Now that you mention it, my steaming approach also only allows steam for the early part of the bake. I use an orchid sprayer to fill the oven with steam, then I seal the opening with the wooden damp-towel-covered door, then about 15 minutes later, I remove the wooden door. That causes all the steam to leave the oven in a short time. So, the steaming is only for about 10-20 minutes at the beginning. My oven is more designed for pizza, so it probably isn't ideally shaped for retaining steam, but I know it's moist in there because a lot of steam shoots out the chimney when I remove the wooden door. My understanding is that brick ovens designed for bread fill up with steam naturally if the "retained heat" method is used, the door is sealed, and the oven is full of bread. A lot of steam comes out of the dough while it's baking, if the oven is very full. Although I often put a few loaves in at once - enough to cover most of the oven floor, I still end up misting the oven and using the damp wooden door anyway. I haven't tried to be systematic and compare the crust with different amounts of steam. Maybe some day.

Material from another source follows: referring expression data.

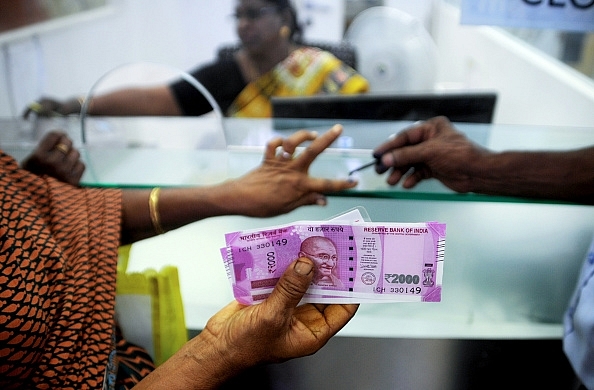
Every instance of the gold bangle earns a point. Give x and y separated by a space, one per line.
154 213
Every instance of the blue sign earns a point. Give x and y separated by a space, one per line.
570 15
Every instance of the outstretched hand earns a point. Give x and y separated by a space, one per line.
430 149
48 107
56 157
239 336
282 183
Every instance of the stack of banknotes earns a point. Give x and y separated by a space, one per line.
357 261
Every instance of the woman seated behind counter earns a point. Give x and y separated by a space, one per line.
270 62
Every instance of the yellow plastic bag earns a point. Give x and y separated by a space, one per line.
149 308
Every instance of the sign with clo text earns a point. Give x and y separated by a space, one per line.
569 15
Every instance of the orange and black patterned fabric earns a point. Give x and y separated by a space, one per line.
133 363
58 254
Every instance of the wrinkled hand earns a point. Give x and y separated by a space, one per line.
48 107
239 336
431 149
277 329
282 183
56 157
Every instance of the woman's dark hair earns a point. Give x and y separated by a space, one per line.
296 28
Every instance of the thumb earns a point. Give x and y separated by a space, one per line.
292 285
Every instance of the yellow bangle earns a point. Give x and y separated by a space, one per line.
154 212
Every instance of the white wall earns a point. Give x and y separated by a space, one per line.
533 88
67 60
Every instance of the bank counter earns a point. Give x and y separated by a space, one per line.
510 264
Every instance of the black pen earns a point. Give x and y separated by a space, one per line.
369 164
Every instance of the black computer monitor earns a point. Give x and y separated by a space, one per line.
475 107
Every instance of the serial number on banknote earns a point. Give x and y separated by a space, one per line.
268 244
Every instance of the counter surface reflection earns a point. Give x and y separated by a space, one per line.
510 264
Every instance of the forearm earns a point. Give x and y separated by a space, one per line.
198 365
156 101
175 207
567 176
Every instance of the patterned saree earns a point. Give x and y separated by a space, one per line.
307 71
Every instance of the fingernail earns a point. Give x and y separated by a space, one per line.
303 268
387 159
336 128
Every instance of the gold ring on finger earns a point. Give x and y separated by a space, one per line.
62 147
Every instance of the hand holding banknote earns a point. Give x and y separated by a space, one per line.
239 336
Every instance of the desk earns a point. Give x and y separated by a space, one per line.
510 264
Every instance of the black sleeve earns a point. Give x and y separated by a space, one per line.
222 79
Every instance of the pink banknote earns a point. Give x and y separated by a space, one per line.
355 262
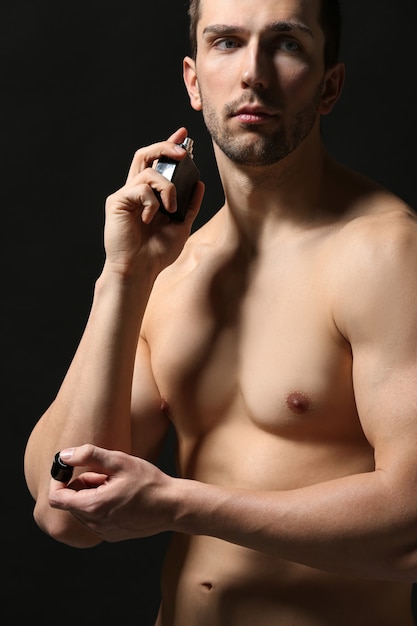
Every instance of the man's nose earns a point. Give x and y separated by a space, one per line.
255 70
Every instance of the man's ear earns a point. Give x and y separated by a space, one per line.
191 82
332 87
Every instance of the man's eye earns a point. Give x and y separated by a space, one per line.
290 45
226 44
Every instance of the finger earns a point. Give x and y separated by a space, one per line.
140 196
99 460
195 204
145 157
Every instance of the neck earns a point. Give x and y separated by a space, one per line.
288 193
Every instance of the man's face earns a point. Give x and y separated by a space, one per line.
260 73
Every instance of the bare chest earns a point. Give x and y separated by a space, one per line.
263 349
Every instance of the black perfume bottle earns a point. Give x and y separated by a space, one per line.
60 470
184 175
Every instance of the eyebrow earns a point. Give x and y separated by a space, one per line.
282 26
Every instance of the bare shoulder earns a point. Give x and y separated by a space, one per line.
374 270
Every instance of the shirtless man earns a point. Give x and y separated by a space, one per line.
280 339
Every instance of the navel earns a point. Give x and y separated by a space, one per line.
298 402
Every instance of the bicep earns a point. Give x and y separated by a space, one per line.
149 423
383 336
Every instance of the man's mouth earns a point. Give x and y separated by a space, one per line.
250 114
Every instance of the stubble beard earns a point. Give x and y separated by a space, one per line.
268 149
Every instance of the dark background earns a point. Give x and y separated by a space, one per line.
83 84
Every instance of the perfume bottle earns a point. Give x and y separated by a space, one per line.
184 175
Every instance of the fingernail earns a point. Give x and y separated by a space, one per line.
66 454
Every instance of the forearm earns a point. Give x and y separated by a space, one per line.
360 526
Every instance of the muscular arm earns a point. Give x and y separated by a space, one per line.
363 525
95 403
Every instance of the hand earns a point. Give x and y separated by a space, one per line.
118 496
136 234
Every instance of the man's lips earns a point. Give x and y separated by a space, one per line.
254 115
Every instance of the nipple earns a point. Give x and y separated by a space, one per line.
165 408
298 403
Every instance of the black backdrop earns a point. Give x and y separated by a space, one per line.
83 84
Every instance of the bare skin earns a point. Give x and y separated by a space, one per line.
280 340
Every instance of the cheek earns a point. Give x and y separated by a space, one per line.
296 79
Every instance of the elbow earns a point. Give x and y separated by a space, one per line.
63 527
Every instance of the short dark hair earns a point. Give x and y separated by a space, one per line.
330 20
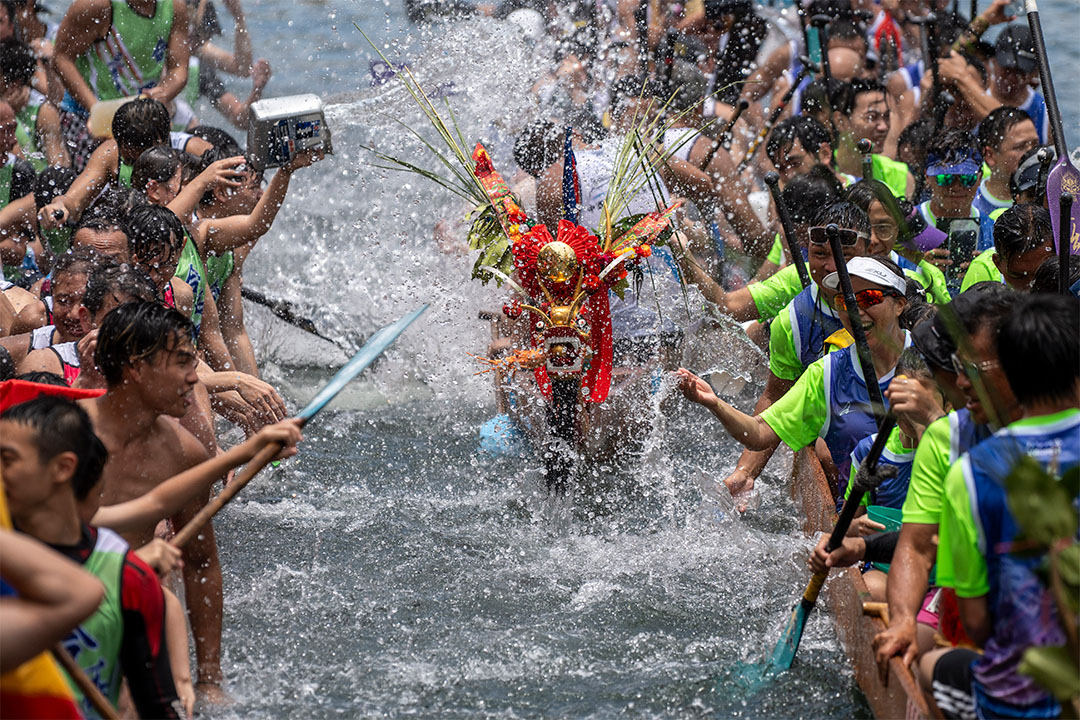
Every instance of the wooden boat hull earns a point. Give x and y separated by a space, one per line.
846 592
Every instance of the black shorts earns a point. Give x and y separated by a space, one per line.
952 685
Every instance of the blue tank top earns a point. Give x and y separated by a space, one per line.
849 418
812 321
1022 609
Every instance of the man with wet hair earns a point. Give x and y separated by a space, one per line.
861 112
959 348
1004 136
52 463
1023 240
146 355
1004 605
796 145
108 285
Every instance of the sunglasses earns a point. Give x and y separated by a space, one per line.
848 238
971 369
865 299
967 179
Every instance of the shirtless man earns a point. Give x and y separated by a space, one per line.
148 361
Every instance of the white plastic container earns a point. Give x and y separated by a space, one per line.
279 127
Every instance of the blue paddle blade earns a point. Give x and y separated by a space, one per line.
375 347
783 654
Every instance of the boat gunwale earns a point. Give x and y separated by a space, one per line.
846 592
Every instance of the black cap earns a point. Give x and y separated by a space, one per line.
1014 49
933 344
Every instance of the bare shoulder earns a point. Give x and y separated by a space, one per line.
181 447
41 361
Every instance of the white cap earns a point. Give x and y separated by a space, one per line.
872 270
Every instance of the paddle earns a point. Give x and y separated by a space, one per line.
375 347
783 654
1063 245
284 310
863 350
1064 177
772 180
767 127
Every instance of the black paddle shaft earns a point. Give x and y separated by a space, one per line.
821 22
865 360
855 498
1064 242
772 180
1045 80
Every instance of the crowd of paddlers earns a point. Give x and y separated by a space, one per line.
871 189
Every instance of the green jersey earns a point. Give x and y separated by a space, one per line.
772 294
132 55
982 268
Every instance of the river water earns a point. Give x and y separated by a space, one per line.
393 569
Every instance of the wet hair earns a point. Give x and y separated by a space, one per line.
158 163
804 128
849 216
1039 348
218 138
815 97
995 127
17 63
77 260
61 425
954 145
51 184
136 331
1045 276
538 147
983 304
808 193
845 96
118 279
1022 228
153 233
140 124
912 363
43 378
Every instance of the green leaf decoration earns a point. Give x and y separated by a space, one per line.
1040 503
1053 668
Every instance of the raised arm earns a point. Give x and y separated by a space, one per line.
85 22
175 492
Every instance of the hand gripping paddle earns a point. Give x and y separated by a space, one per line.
375 347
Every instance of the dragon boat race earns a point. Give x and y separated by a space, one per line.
451 358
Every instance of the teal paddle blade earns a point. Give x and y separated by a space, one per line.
783 654
375 347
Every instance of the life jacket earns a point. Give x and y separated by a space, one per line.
849 418
812 322
95 643
1022 608
191 270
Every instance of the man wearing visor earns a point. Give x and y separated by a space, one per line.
831 399
806 329
955 231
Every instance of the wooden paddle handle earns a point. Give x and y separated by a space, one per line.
251 470
100 703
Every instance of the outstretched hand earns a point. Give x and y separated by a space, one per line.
694 389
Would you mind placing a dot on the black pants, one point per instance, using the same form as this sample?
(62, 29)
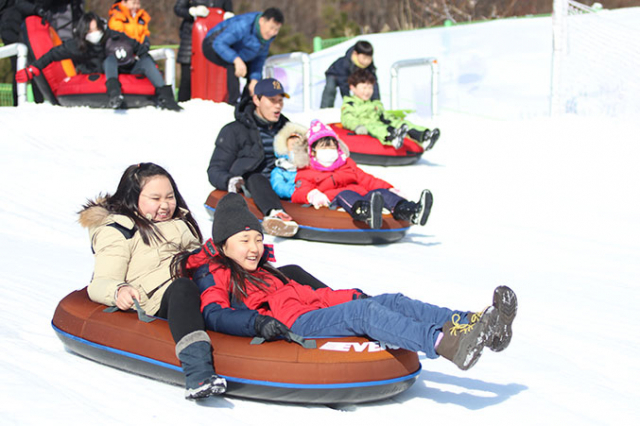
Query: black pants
(233, 83)
(180, 305)
(262, 192)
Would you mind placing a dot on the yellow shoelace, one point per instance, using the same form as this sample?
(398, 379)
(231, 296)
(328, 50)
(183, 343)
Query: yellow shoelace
(465, 328)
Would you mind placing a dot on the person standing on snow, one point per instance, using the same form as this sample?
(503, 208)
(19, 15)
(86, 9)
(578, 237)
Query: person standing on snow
(244, 154)
(189, 10)
(241, 45)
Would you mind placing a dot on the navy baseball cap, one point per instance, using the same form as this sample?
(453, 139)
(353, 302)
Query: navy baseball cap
(269, 87)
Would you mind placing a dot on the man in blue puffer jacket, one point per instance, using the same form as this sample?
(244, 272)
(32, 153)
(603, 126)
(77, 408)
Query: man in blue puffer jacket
(241, 45)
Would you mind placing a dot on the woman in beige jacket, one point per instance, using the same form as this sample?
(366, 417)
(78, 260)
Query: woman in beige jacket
(135, 234)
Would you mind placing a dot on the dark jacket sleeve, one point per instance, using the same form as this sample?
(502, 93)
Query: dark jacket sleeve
(57, 53)
(224, 154)
(217, 311)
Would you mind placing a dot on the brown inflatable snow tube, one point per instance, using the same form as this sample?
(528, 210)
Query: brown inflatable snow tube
(340, 370)
(327, 225)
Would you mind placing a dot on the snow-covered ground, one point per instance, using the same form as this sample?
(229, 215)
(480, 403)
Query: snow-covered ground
(549, 207)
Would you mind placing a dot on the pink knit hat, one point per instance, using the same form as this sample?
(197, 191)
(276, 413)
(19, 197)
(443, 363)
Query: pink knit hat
(318, 130)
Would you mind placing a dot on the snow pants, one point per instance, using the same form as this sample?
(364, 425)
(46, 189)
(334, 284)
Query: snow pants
(180, 305)
(145, 66)
(379, 129)
(390, 318)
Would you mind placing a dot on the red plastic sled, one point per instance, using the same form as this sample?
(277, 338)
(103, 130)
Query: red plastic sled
(366, 149)
(60, 84)
(208, 80)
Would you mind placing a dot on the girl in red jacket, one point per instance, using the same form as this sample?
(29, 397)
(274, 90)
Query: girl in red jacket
(242, 294)
(333, 177)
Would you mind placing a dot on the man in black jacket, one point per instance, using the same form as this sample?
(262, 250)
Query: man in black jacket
(244, 155)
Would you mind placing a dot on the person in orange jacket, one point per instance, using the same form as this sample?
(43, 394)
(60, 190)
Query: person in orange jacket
(128, 17)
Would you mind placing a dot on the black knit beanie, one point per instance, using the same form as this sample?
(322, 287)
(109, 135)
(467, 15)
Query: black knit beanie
(232, 215)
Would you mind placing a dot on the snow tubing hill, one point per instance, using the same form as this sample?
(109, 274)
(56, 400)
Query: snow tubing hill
(329, 226)
(60, 84)
(366, 149)
(208, 80)
(339, 370)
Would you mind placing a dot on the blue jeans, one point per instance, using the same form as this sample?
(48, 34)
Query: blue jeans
(390, 318)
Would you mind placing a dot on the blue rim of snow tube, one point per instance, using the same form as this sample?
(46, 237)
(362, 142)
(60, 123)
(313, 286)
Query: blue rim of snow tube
(237, 379)
(312, 233)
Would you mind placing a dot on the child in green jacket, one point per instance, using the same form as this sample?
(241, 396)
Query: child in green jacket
(365, 116)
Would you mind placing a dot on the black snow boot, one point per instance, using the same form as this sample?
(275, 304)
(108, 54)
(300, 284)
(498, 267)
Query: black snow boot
(416, 213)
(114, 94)
(396, 136)
(427, 138)
(194, 353)
(166, 99)
(505, 303)
(369, 211)
(462, 344)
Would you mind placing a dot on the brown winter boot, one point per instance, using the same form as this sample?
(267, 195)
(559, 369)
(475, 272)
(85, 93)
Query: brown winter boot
(462, 344)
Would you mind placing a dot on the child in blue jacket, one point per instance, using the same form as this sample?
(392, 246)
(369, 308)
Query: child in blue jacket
(241, 45)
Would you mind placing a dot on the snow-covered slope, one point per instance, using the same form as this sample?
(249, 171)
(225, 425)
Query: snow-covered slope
(546, 206)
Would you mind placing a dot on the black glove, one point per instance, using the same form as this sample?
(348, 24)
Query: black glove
(269, 328)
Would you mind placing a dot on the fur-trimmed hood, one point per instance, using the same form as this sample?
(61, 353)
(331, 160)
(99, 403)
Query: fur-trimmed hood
(300, 150)
(94, 213)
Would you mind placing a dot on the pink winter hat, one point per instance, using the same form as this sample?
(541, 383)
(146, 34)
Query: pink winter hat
(317, 130)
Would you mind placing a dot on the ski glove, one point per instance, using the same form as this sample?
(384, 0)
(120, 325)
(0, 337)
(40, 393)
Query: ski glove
(199, 11)
(26, 74)
(318, 198)
(269, 328)
(235, 184)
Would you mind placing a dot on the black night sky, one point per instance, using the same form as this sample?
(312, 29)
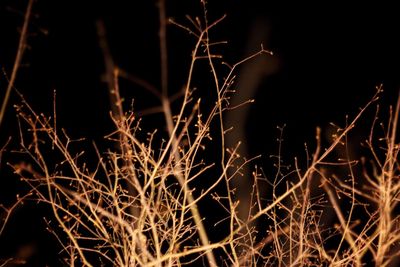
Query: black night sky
(328, 59)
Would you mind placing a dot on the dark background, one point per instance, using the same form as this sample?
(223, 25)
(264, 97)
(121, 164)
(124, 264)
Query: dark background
(330, 59)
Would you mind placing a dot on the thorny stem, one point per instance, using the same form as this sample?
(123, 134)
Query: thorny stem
(168, 117)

I have a similar routine - bread and espresso. However, when visiting with a lot of people, it's fun to do a sourdough pancake breakfast. Family and friends seem to enjoy the different flavor and texture of sourdough pancakes. I think they beat anything you can make with a pancake mix, but then I'm a certified sourdough fanatic.

I noticed a comment you made about trying wet starters in some starter experiements. I'm curious if you have any interesting French or personal perspective on wet vs. firm starters?

Bill

Janedo's picture
Janedo

My starter is wet because I like to be able to dip in whenever I'm baking. I keep it on the counter and feed every day. I just published an article about a woman who uses the dough method. She takes a piece of dough from every bread, puts it in the fridge and the refreshes it in the evening before baking bread. So in the morning it's really a liquid starter in my eyes. But I recently took some starter and thickened it up and put it in the fridge. I'm going to make bread with it and the take some dough to compare. Bakeries here in France are in to liquid starter (Eric Kayser for ex) because it gives great results and is way more versatile. The results are  always great.  If I find my starter is getting tired, I feed it rye or 5 cereal flour and it goes nuts. I don't have a specific flour type starter, usually semi- whole wheat, but whatever I feel like feeding it to make it happy and strong. So, essentially, I don't see any other advantage of a  firm starter other than for the "once  in a while" baker who finds it easier to take care of a ball of dough than maintain a liquid.  Or as in artisinal bakers who use the dough method because it is a simple chain of events. A friend told me that in Poland there are bakers that always leave a part of the bread dough in the  kneeding machine (pétrin) because it is the starter and they never clean it so that the wild yeast environment never changes. But for modern home bakers, I think wet is best!

Any thoughts? 

bwraith's picture
bwraith

Hi Jane,

I've played with firmer and wetter starters over time, and I don't see much "practical" difference, meaning they can both easily be kept healthy and breads of any type made from them. They all seemed easy to keep healthy, with some variation in the feeding routine. With a little thought, or maybe in my case with a spreadsheet, most any recipe can be converted to use a different storage starter. I know some people get used to using one consistency or another and more or less become attached to that method, but I've managed to get used to using different starter hydrations after a little practice.

Although I don't see much practical difference between different starter consistencies, I am curious to understand if there is some flavor difference that motivates bakers to use one consistency over the other. As you say, some famous bakers seem to favor wet starters, and at least one author (Maggie Glezer) is a big proponent of a firm starter. I have not tried maintaining both a very liquid and a very firm starter for months to get them to completely change and become stable in a different consistency (if there is a change), so that I could then do side-by-side bakes of the same bread to see the difference.